We stayed in Wutai for lunch (after the service was over and the restaurants opened.) Then we drove out of the mountains back to Pingtung, where we stopped at the Taiwan Indigenous People’s Cultural Park. In order to preserve aboriginal culture and resources, the government of Taiwan established the Taiwan Indigenous Culture Park in Pingtung County in 1987. The park is very large, about 82 hectares in area. In the photo below, you can see the mountains where the town of Wutai is located in the background.
Most Pingtung area tourist information sites recommend that you plan on spending all day here, as there is so much to see and do. We had only a few hours in the afternoon, so we saw only a small part of the park. Hopefully, I will get back to see it again sometime before we leave Taiwan, and I can write a much more detailed blog entry!

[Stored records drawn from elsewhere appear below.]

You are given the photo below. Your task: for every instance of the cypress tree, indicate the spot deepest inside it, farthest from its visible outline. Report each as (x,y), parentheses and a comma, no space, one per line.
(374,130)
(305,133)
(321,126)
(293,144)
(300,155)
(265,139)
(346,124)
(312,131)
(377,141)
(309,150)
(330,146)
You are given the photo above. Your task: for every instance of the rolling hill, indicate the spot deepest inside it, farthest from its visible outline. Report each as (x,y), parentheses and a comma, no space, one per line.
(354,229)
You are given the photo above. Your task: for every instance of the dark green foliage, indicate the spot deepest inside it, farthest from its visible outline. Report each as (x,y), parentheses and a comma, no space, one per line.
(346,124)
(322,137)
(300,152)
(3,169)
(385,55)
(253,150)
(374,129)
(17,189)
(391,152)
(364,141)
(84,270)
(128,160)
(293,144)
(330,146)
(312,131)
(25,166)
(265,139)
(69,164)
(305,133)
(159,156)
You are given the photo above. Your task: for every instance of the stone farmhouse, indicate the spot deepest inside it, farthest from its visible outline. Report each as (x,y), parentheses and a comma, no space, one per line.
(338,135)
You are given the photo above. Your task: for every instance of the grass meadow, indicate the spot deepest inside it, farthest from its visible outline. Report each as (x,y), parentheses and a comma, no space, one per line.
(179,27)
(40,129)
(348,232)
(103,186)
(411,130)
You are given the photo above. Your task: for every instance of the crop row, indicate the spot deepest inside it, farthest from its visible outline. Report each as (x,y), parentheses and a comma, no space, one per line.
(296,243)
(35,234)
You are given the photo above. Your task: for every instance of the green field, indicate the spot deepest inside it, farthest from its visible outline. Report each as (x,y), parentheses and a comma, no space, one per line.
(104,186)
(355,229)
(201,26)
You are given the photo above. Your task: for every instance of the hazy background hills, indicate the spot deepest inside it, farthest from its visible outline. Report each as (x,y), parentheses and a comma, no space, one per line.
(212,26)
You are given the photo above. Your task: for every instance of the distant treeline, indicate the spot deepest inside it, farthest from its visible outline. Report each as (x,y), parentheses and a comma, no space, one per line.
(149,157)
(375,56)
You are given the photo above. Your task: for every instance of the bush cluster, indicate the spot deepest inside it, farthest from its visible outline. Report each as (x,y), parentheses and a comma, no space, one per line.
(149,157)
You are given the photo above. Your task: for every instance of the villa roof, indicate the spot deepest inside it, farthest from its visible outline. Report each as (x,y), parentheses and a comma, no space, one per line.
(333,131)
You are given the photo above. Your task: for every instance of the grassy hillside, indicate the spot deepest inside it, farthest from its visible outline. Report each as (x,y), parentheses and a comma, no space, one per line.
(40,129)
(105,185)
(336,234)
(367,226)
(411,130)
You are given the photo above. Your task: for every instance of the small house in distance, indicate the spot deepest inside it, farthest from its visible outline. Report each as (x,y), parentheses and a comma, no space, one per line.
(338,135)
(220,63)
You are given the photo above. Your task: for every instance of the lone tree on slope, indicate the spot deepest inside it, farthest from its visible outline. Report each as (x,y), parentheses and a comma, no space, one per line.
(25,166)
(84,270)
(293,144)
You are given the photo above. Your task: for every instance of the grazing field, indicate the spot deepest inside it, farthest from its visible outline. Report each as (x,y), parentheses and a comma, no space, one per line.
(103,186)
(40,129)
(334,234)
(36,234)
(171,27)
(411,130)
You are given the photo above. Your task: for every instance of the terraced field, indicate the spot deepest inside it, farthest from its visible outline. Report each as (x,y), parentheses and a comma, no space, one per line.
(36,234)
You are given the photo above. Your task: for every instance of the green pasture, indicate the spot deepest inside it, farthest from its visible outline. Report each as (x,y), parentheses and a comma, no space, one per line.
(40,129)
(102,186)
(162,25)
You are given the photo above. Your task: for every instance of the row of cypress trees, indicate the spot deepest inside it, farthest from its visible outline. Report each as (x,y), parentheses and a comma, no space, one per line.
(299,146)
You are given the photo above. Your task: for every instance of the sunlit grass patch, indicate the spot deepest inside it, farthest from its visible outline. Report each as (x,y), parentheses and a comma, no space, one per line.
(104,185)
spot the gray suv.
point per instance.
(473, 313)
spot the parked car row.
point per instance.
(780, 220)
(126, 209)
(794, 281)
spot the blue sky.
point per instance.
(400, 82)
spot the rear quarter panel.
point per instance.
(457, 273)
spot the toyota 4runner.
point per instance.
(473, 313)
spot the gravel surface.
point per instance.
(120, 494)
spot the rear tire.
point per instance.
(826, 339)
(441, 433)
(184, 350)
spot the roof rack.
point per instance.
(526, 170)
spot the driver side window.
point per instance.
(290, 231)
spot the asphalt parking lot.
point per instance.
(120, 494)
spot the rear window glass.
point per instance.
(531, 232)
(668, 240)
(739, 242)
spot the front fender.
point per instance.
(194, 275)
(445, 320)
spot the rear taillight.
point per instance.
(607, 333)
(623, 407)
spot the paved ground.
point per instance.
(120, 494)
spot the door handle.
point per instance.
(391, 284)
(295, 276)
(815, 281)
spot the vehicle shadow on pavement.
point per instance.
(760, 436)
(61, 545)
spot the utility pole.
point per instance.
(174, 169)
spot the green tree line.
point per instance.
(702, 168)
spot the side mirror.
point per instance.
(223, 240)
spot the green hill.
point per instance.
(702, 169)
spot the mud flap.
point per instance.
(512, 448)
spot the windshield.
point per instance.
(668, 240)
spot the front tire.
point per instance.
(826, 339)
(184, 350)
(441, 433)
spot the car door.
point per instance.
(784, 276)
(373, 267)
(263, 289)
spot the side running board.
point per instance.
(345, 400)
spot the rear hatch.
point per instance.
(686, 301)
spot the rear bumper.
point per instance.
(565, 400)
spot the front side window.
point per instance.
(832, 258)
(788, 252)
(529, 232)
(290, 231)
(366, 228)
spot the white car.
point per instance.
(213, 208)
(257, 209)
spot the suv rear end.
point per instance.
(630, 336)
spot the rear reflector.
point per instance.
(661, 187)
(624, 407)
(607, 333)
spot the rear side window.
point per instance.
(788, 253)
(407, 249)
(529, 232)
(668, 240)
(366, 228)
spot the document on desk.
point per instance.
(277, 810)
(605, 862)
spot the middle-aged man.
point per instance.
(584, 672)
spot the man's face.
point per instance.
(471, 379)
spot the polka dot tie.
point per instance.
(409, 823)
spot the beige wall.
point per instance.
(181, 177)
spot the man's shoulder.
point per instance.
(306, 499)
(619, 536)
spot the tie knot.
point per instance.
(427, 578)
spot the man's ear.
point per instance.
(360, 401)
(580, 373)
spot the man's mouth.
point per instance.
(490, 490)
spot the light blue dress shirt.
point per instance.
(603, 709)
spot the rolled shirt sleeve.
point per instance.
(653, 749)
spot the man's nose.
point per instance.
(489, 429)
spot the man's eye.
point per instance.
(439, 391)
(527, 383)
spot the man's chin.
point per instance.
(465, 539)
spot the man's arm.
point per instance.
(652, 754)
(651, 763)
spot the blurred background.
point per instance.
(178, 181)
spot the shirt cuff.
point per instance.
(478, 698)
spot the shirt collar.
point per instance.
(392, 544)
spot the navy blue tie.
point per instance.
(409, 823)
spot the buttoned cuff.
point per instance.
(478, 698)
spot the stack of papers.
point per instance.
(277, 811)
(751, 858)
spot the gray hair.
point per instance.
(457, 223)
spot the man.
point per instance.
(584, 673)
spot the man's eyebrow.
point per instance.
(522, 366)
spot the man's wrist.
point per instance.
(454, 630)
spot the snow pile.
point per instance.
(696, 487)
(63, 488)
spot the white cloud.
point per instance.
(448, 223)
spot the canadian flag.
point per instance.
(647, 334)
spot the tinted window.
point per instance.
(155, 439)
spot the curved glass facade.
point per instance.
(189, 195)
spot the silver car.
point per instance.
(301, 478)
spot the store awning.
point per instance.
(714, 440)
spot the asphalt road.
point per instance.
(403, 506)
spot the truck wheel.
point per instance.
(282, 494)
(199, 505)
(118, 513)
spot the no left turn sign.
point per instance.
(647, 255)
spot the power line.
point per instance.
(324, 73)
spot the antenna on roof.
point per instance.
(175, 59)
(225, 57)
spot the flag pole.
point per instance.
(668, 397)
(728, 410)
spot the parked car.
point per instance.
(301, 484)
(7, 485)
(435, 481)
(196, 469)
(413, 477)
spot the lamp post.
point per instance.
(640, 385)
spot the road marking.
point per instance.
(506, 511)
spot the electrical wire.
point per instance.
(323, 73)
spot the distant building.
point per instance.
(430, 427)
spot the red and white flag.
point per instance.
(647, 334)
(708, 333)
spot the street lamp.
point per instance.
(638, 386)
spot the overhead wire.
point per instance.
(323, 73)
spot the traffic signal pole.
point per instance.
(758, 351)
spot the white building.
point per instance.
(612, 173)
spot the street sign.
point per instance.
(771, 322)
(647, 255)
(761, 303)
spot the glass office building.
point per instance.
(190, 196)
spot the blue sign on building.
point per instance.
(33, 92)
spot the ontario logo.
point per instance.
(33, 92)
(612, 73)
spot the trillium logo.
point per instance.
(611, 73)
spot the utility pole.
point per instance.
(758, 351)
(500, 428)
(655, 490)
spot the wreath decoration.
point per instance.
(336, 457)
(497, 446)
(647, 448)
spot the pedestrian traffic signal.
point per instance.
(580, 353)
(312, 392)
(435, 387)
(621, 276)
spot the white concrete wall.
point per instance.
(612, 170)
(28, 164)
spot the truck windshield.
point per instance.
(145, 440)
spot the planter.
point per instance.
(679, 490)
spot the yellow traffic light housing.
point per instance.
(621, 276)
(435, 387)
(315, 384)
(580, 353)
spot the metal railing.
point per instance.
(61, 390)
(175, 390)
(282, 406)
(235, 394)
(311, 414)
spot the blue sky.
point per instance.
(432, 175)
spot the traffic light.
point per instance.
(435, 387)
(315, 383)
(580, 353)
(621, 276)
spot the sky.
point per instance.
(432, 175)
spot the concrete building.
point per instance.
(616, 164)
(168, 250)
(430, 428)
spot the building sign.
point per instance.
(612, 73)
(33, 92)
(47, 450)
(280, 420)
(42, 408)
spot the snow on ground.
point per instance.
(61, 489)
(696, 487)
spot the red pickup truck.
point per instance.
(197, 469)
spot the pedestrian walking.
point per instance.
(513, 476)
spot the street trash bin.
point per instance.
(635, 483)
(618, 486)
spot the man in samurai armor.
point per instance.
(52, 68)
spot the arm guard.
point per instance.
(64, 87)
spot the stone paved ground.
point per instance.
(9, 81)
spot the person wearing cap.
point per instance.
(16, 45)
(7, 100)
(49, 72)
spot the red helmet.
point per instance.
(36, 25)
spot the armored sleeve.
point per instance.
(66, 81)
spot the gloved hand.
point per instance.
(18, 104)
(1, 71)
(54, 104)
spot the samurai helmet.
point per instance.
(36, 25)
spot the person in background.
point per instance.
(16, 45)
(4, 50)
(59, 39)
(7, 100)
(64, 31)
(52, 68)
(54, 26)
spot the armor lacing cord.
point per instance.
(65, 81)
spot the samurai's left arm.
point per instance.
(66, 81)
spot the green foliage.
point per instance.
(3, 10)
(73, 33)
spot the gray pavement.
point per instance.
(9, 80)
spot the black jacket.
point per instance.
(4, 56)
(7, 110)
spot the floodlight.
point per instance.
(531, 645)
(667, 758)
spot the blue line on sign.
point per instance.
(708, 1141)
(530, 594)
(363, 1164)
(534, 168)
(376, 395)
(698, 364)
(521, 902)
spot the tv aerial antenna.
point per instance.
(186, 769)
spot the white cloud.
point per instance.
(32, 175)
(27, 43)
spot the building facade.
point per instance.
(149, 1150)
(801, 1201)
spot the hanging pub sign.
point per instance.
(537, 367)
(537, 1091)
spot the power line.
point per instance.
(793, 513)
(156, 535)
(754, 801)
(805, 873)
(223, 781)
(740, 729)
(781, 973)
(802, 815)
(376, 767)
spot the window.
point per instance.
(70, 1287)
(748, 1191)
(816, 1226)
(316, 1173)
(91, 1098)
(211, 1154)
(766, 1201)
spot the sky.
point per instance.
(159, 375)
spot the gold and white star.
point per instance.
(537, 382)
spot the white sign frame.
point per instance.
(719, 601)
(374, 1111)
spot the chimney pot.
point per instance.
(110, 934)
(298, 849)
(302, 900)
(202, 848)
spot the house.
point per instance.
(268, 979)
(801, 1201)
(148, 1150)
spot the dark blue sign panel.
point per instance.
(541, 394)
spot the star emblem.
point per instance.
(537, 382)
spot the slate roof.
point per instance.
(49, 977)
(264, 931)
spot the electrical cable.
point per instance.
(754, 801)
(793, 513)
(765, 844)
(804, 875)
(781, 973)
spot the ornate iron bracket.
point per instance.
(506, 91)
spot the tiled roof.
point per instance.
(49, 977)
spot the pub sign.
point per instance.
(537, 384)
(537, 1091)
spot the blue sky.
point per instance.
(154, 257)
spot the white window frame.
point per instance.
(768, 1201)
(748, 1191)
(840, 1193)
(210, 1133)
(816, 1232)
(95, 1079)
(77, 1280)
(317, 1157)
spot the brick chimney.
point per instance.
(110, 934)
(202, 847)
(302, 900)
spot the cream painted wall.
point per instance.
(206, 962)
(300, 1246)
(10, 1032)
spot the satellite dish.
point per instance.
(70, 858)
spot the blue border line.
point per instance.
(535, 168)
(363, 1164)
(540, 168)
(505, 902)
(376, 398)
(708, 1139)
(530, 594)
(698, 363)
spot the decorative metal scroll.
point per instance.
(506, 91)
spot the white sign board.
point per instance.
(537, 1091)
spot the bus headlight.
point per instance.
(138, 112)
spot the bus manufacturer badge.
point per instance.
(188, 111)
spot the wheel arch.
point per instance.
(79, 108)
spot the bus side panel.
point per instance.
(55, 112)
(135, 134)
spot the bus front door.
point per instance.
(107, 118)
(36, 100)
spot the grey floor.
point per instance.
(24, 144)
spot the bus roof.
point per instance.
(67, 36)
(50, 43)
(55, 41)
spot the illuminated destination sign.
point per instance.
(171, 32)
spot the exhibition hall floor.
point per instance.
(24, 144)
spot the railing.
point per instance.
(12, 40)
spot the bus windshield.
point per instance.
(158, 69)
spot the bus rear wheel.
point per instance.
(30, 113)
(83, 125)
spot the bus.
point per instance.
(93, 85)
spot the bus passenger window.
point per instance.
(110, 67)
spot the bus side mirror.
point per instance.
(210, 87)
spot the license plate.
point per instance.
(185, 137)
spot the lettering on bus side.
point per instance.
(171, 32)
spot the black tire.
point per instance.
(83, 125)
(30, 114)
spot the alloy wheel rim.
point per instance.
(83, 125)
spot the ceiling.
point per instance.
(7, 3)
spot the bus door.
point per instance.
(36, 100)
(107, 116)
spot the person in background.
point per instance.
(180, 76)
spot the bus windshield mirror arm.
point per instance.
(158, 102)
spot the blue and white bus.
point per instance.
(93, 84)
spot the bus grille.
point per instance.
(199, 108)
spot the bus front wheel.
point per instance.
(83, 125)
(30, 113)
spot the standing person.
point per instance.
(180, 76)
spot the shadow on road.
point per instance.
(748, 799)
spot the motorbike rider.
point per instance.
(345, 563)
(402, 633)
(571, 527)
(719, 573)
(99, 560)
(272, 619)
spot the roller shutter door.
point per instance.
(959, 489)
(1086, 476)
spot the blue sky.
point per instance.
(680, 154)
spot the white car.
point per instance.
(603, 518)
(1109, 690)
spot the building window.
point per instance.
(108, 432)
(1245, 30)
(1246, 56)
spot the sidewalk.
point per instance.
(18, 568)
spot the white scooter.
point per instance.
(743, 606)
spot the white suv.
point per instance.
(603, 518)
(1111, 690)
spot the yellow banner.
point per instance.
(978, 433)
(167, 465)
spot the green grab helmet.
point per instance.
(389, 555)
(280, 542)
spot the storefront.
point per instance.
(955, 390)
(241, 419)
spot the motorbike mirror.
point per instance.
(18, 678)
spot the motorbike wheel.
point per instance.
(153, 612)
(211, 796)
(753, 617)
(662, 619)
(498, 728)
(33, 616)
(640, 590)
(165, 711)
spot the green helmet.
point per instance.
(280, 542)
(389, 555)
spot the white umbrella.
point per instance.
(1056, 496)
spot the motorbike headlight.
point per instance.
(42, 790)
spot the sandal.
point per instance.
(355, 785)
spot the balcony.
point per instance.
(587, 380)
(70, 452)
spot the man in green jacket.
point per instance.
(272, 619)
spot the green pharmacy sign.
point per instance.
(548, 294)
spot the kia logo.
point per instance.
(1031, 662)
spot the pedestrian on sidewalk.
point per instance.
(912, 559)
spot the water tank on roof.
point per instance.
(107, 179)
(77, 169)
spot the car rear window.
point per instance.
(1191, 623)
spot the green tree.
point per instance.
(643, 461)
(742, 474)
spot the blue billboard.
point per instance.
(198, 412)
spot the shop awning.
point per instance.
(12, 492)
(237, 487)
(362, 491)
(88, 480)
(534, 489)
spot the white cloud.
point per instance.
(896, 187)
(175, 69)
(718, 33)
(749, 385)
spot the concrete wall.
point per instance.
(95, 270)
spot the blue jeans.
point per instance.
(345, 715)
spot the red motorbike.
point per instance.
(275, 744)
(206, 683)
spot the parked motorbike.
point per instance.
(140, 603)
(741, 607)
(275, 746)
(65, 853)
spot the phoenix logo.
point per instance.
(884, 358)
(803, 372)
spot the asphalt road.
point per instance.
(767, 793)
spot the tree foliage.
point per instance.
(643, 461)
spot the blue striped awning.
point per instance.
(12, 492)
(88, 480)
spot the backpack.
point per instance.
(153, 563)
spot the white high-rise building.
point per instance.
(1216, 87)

There are several museums in the Taiwan Indigenous People’s Cultural Park. The one that we went inside had displays of some of the cultural practices of Taiwan’s aboriginal peoples.In the photo above, the aboriginals are using a ceremonial swing.
I did not have time to read the signs explaining this firecracker cannon. Hopefully.I can the next time I visit.
The Taiwan Indigenous Peoples Cultural Park has traditional tribal homes, which are located according to each tribe’s tradition and lifestyle in areas throughout the park. The photo below shows a bridge over a river near the Paiwan/Rukai area. It has the hundred pacer snake on it.
We only had time to walk around two different sections of the park.
This section had large, long, rectangular houses built from wood, with slate floors
There were also people doing aboriginal cultural demonstrations in the park.
The highlight of the afternoon was a show featuring music and dancing put on a members of the many aboriginal groups in Taiwan.
There were lots of dancers and musicians in the show. The woman in the photo below shows the face painting typical of the Atayal aboriginal group.
I hope that we can go back here again sometime! There are still many things in the Pingtung area of Taiwan that I would like to see.